A ideia neste caso seria vincular a correção apenas à inflação, garantindo a manutenção do poder de compra do beneficiário ao longo de tempo − porém, sem mais ganhos reais. A mudança, na prática, geraria um distanciamento cada vez maior entre as remunerações indexadas ao salário mínimo (aposentadorias e pensões) e a dos benefícios − “boca de jacaré” que garantiria forte economia para as contas públicas.
Segundo dados do Relatório Resumido de Execução Orçamentária da União (RREO) de dezembro de 2023, divulgado pela Secretaria do Tesouro Nacional, o governo federal destinou R$ 25 bilhões para o pagamento do abono salarial, R$ 48 bilhões para o seguro desemprego e outros R$ 90 bilhões para o BPC destinado a idosos e pessoas com deficiência de baixa renda.
Em outro flanco, existe uma avaliação sobre formas de se criar incentivos para a contribuição ao INSS. O entendimento é que o fato de um benefício assistencial pagar o mesmo que o salário mínimo garantido a um aposentado que realizou aportes representaria uma distorção, que desestimula o contribuinte.
“Se uma pessoa contribuir por 10 anos e não conseguir se aposentar, cai no BPC. Seria uma injustiça ela receber o mesmo que quem contribuiu com R$ 0,00”, diz uma fonte da equipe econômica sob a condição de anonimato.
Ela defende que a pessoa do exemplo receba um benefício entre o piso da assistência (com a nova regra de correção) e o piso da Previdência (que mantém o reajuste atrelado ao salário mínimo).
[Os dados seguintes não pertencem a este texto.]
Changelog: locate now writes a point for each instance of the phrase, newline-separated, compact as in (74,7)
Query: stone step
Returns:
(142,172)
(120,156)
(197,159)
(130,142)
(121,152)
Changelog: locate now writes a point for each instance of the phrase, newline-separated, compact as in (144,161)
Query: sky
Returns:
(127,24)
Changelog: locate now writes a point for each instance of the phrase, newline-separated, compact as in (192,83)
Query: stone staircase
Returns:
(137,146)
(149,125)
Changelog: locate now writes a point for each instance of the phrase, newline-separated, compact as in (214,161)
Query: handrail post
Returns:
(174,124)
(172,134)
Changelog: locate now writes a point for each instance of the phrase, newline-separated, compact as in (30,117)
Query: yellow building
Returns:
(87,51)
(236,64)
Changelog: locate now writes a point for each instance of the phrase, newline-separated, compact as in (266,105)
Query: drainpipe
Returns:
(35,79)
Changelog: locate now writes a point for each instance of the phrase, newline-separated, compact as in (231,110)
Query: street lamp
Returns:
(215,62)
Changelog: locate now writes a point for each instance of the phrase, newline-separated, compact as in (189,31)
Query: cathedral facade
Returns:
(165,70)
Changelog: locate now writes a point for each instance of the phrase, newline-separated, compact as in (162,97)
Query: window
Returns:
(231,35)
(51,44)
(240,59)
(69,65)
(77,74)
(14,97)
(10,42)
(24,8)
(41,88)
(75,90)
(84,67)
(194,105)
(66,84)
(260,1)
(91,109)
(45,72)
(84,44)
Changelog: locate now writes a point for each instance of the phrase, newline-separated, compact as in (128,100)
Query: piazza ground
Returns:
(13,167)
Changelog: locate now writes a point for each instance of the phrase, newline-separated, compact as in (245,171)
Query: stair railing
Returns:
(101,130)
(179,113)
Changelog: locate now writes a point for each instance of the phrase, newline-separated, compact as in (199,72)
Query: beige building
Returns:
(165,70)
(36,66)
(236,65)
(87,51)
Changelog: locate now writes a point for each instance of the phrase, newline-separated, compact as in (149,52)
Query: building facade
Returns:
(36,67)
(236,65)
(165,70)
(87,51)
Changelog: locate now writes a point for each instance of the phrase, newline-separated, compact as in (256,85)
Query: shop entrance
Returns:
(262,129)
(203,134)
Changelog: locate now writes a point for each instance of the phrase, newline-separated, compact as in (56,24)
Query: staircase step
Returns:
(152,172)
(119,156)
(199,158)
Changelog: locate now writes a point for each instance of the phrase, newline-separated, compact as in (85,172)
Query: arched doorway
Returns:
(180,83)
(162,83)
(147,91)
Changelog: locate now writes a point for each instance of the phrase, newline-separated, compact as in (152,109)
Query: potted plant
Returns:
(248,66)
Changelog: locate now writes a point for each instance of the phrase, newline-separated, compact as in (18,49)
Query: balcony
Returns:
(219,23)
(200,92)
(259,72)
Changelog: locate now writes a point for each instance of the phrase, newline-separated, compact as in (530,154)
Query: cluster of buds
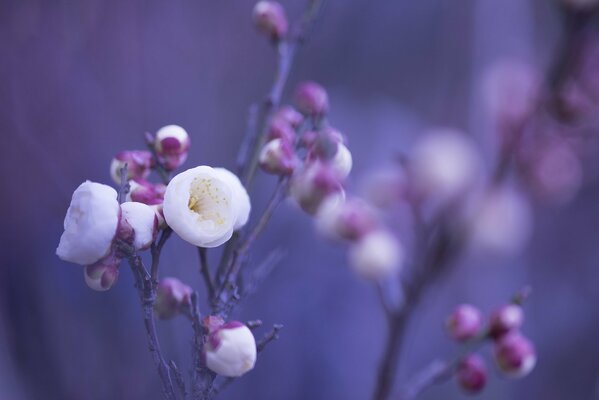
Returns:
(514,354)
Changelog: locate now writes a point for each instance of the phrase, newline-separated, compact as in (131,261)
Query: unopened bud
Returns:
(506,319)
(172,296)
(378,255)
(312,99)
(464,323)
(269,18)
(278,157)
(231,349)
(171,144)
(471,373)
(103,274)
(515,355)
(139,163)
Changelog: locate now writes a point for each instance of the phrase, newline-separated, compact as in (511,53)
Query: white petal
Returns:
(90,224)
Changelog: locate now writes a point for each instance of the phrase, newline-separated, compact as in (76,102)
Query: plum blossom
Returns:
(204,205)
(90,224)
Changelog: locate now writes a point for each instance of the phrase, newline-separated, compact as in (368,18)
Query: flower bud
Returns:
(172,296)
(378,255)
(515,355)
(139,164)
(280,129)
(142,219)
(350,220)
(277,157)
(312,99)
(231,350)
(313,184)
(506,319)
(269,18)
(289,114)
(171,144)
(102,275)
(464,323)
(471,373)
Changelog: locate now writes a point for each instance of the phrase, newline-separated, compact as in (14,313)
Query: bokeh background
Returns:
(82,80)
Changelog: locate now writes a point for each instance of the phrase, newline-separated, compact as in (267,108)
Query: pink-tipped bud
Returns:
(464,323)
(506,319)
(171,144)
(102,275)
(313,184)
(280,129)
(515,355)
(278,157)
(312,99)
(269,18)
(289,114)
(172,296)
(139,163)
(471,373)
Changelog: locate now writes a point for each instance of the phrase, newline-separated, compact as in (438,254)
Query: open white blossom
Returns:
(204,205)
(378,255)
(90,224)
(143,221)
(231,350)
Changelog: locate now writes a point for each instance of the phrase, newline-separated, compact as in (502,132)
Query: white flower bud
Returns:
(142,219)
(376,256)
(231,350)
(90,224)
(204,205)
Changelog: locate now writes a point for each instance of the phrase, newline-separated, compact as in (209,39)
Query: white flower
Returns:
(142,219)
(231,350)
(90,224)
(204,205)
(342,161)
(376,256)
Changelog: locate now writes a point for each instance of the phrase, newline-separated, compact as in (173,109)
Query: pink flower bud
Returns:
(289,114)
(171,144)
(172,296)
(515,355)
(464,323)
(269,18)
(139,163)
(312,99)
(313,184)
(279,128)
(277,157)
(506,319)
(103,274)
(471,373)
(231,349)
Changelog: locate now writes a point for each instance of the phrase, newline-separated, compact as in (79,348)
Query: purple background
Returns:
(82,80)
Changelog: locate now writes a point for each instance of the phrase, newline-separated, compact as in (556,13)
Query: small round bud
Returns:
(277,157)
(506,319)
(171,144)
(464,323)
(515,355)
(313,184)
(269,18)
(312,99)
(279,128)
(172,296)
(139,163)
(290,115)
(231,349)
(102,275)
(471,373)
(376,256)
(350,220)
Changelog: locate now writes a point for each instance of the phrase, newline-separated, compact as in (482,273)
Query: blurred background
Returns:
(83,80)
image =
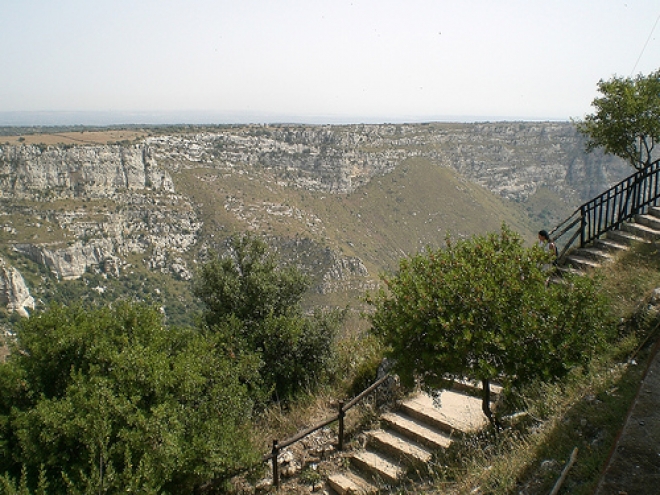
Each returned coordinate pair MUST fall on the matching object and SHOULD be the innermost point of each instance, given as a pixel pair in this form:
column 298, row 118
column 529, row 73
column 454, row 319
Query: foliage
column 481, row 308
column 627, row 119
column 110, row 401
column 255, row 305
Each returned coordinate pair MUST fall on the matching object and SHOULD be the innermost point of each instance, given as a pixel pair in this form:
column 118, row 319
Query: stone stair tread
column 651, row 221
column 376, row 464
column 611, row 245
column 654, row 211
column 594, row 253
column 626, row 236
column 640, row 230
column 401, row 446
column 465, row 384
column 457, row 411
column 350, row 484
column 583, row 262
column 415, row 429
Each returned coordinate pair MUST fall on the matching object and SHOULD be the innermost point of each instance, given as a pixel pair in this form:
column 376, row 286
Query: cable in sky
column 645, row 44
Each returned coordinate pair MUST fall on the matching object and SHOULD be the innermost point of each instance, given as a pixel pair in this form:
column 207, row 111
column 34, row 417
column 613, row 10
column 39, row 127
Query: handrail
column 341, row 412
column 608, row 211
column 272, row 456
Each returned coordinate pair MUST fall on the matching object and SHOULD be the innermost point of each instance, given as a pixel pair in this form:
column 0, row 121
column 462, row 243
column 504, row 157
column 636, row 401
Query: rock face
column 109, row 203
column 14, row 294
column 80, row 171
column 512, row 159
column 72, row 262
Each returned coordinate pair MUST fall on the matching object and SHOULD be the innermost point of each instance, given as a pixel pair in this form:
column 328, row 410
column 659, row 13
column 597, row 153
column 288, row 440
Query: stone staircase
column 645, row 228
column 408, row 437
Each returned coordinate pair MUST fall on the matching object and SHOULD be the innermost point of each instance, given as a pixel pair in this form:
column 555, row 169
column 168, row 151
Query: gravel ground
column 634, row 465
O cálculo do valor a ser recebido deveria levar em conta o que se chama de “densidade de contribuição”, que contempla duas variáveis: tempo e volume.
Nesta lógica, quanto maior o período em que o contribuinte fez aportes ao INSS e quanto mais alto o montante dos pagamentos, maior seria o valor a que ele teria direito, mesmo que a título de benefício assistencial.
A ideia, no entanto, pode enfrentar resistências dentro do próprio governo. Na semana passada, o presidente Lula descartou, em entrevista ao portal UOL, uma desvinculação de aposentadorias do salário mínimo e emendou: “A palavra salário mínimo é o mínimo do mínimo que uma pessoa precisa para sobreviver. Se eu acho que eu vou resolver o problema da economia brasileira apertando o mínimo do mínimo, eu estou desgraçado, eu não vou para o céu, eu ficaria no purgatório.”
Para uma fonte da equipe econômica, ainda é possível criar uma narrativa para a medida. Ela lembra que o Bolsa Família, apesar de ter tido aumento nos últimos anos, oferece repasses significativamente inferiores ao salário mínimo. E justifica que seria natural aposentadorias e pensões terem pagamentos superiores aos de programas sociais.
Outro benefício que poderia passar por ajustes é o abono salarial, visto como altamente regressivo (ou seja, que não contribui para reduzir a desigualdade social no país, deixando de atender as camadas mais pobres da população). Isso porque o programa só contempla empregados formais e se estende até 2 salários mínimos − o que faz com que uma família de duas pessoas com essa renda (que não representa a base da pirâmide) tenha direito a 2 pagamentos anuais.
No caso do seguro desemprego, também há uma ideia de criar “bandas” de contribuição para as empresas a depender do nível de rotatividade de funcionários, além de um aumento do período de experiência.